Decisive: Summary and Review
Decisive: How to Make Better Choices in Life and Work by Chip and Dan Heath
Review
This book was directly responsible for me choosing to work in the tech industry. It allowed me to explore far more options that I thought I had available to me as a business school graduate who could have taken a traditional path in finance, consulting, or marketing.
For the story of how I made the pivot, see: How I got my dream job in the tech industry without a CS degree
The Heath Brothers once again deliver a fun, engaging reading style. I especially appreciate their use of acronyms as a way to help you remember the concepts.
Summary
WRAP Acronym:
- Widen Your Options
- Reality-Test Your Assumptions
- Attain Distance Before Deciding
- Prepare To Be Wrong
Widen Your Options
Avoid pattern-matching to find unexpected opportunities for success. E.g. Rogain caused back hair as an unwanted symptom. However, this was a benefit if the drug can be used as an anti-balding medication.
Coach your employees to recognize patterns of threat or opportunity: “If you see people using our product in a way we haven’t anticipated, let’s talk about it.”
Reality-Test Your Assumptions
Try experiments to get evidence to confirm or disconfirm your assumptions.
Execute the decision in a partial, small, or scope-limited way instead of making the full decision to see how it will play out.
Attain Distance Before Deciding
To avoid getting stuck with currently heightened emotions from clouding your judgement, do a thought experiment of how you feel about the decision 1, 10, 20 years from today.
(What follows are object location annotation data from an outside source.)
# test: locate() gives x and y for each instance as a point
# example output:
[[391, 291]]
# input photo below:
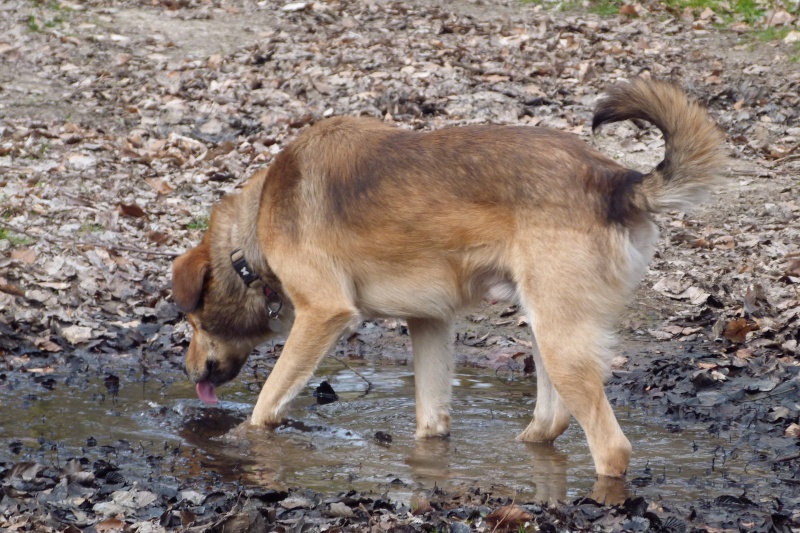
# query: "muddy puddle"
[[158, 427]]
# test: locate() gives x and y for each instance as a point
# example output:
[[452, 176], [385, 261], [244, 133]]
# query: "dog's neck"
[[244, 230]]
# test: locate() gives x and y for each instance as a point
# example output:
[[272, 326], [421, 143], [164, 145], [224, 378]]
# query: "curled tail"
[[694, 158]]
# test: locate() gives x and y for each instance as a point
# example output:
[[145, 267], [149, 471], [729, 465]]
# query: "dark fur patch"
[[279, 190], [620, 197]]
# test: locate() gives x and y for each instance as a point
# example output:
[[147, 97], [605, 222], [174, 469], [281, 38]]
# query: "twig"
[[57, 240], [357, 373], [792, 157], [785, 459]]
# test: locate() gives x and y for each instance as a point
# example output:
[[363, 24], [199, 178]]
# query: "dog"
[[358, 219]]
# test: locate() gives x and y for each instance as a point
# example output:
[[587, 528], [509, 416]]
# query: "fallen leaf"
[[77, 334], [26, 255], [509, 517], [132, 210], [793, 430], [737, 330], [110, 525], [158, 185]]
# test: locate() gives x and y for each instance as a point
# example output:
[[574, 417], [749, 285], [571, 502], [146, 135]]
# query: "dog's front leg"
[[432, 341], [314, 333]]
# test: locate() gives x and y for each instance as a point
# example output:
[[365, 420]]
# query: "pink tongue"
[[205, 391]]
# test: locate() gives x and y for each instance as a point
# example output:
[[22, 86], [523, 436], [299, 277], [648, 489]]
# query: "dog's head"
[[228, 316]]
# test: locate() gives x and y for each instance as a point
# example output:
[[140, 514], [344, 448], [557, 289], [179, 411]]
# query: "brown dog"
[[358, 219]]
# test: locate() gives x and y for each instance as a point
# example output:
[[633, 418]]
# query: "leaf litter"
[[122, 123]]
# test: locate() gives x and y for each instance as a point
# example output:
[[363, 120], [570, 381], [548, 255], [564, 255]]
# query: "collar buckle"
[[273, 300], [241, 267]]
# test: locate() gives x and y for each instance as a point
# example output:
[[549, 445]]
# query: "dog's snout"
[[211, 367]]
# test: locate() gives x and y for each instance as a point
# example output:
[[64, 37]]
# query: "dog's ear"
[[188, 276]]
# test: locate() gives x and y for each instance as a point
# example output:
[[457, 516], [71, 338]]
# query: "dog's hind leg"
[[432, 342], [575, 296], [550, 416]]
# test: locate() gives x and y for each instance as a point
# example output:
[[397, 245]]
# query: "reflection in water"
[[313, 452], [334, 447], [430, 461], [549, 472]]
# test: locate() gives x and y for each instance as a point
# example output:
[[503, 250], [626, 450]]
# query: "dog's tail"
[[694, 158]]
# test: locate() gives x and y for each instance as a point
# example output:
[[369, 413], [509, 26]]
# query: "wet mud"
[[80, 445]]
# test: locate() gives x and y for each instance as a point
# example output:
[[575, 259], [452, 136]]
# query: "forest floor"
[[122, 123]]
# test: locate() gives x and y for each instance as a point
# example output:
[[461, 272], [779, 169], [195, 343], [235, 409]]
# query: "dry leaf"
[[737, 330], [160, 186], [110, 525], [508, 517], [77, 334], [132, 210], [26, 255]]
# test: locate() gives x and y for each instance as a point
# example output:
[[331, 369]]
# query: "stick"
[[356, 372]]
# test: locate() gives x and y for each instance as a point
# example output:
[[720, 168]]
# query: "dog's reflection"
[[430, 461], [236, 450]]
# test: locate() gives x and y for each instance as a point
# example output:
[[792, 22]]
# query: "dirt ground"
[[121, 123]]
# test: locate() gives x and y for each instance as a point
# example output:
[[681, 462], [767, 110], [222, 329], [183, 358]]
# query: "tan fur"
[[357, 219]]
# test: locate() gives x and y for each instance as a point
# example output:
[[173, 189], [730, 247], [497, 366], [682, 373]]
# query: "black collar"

Ask someone who is not involved with the decision for their impartial opinion.
Prepare To Be Wrong
Set clear parameters and metrics for how you can measure if the decision is a success or failure. If you see the decision veering off into failure, this will let you know to react and maybe reverse it. Planning for failure helps you be more confident in the present decision, because it helps you manage risk and makes you feel more secure in the decision.
Tripwire: brown M&Ms to alert you to wake up from autopilot. The presence of brown M&Ms indicates deeper issues that aren’t visible but can be catastrophic.